I tend to go for the 24 volt version where the output is adjustable from 20 to 26.4 volts and you get a bit more current - 12.5 amps. 
All depends what you are driving with that supply. 
I also tend to go for the PFC version of the Meanwell which is a bit more money but it saves a bit of money in the long run.
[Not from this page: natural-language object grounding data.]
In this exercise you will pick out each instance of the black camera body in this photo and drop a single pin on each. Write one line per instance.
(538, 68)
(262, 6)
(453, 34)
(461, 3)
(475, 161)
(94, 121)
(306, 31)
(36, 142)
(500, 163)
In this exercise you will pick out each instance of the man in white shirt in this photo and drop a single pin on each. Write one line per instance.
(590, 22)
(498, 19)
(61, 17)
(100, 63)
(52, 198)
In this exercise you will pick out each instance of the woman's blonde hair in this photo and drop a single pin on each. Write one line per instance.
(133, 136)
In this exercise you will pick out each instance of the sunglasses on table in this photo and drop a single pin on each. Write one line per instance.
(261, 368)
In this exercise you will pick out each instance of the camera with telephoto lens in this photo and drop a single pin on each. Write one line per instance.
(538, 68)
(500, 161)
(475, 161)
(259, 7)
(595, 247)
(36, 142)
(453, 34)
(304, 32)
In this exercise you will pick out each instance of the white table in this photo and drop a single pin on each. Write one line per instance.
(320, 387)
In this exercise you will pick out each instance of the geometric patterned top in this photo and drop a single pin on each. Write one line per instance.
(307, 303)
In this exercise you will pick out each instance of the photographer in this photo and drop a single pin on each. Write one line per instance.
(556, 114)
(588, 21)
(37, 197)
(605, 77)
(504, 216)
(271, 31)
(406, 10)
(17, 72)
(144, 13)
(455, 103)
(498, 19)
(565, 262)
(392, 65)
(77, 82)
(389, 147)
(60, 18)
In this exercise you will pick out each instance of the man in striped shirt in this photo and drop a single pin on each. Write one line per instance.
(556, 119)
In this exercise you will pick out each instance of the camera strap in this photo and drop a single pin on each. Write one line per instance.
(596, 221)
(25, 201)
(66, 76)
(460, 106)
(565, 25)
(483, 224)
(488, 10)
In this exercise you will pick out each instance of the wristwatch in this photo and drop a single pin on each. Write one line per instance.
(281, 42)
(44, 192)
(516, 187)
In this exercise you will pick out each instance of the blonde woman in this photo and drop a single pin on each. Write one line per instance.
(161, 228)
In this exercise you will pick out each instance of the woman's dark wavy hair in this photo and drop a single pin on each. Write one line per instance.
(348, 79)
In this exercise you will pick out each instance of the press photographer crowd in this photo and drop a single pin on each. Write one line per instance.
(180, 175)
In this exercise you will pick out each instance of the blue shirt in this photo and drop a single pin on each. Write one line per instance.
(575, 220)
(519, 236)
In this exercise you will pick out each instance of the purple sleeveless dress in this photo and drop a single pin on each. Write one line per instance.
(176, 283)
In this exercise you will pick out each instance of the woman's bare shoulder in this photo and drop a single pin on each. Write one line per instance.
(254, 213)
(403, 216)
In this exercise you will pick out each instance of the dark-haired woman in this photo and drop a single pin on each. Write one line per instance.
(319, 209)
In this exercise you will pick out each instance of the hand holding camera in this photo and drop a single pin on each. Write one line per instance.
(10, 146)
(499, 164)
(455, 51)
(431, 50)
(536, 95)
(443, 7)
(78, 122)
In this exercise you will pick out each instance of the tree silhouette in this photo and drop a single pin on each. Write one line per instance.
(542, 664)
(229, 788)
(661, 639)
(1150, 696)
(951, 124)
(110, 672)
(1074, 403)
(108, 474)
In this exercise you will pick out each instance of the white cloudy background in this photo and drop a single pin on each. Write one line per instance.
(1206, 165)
Not sure it makes total financial sense from a payback perspective since we don't run our trains for long periods every day but it's definitely more environmentally frindly.


----------



## Greg Elmassian (Jan 3, 2008)

The reason I have recommended the 27 volt one is for DCC where 27 volts input normally yields 24 volts to the rails, helpful in many DCC situations. 

Also, the NCE system I use is a 10 amp system, so over 10 amps is basically wasted. 

Regards, Greg


----------



## krs (Feb 29, 2008)

Posted By Greg Elmassian on 22 Oct 2011 08:08 PM 
The reason I have recommended the 27 volt one is for DCC where 27 volts input normally yields 24 volts to the rails, helpful in many DCC situations. 
Also, the NCE system I use is a 10 amp system, so over 10 amps is basically wasted. 
Regards, Greg 
Yes - for your application (powering the NCE DCC system) the 27 volt version makes sense and is the correct one to chose.

I used my first Meanwells with a home-brew analogue throttle which had a fairly low voltage drop at maximum and for that application even the 24 volt unit provided more voltage than what I needed.

But since I'm going to use that supply in the future, I decided not to go with a lower voltage which I could have done for that initial analogue use.


Knut


----------



## alx19881 (Sep 23, 2017)

Is it safe to use a Mean Well power supply with an LGB throttle, such as the 51070, 51079, 52120 or 52121? Reason I ask is that I have read that using an LGB throttle with a non-LGB power supply may cause the short circuit protection to fail.

Also, with a Mean Well power supply and an LGB throttle, would you get pure DC or pulse power?


----------



## Greg Elmassian (Jan 3, 2008)

Dude, you really need to make a new thread instead of jumping on an 8 year old one.


Next, you do not post the same question in several places, one place is enough.


I answered you on the slightly newer thread.


Greg


----------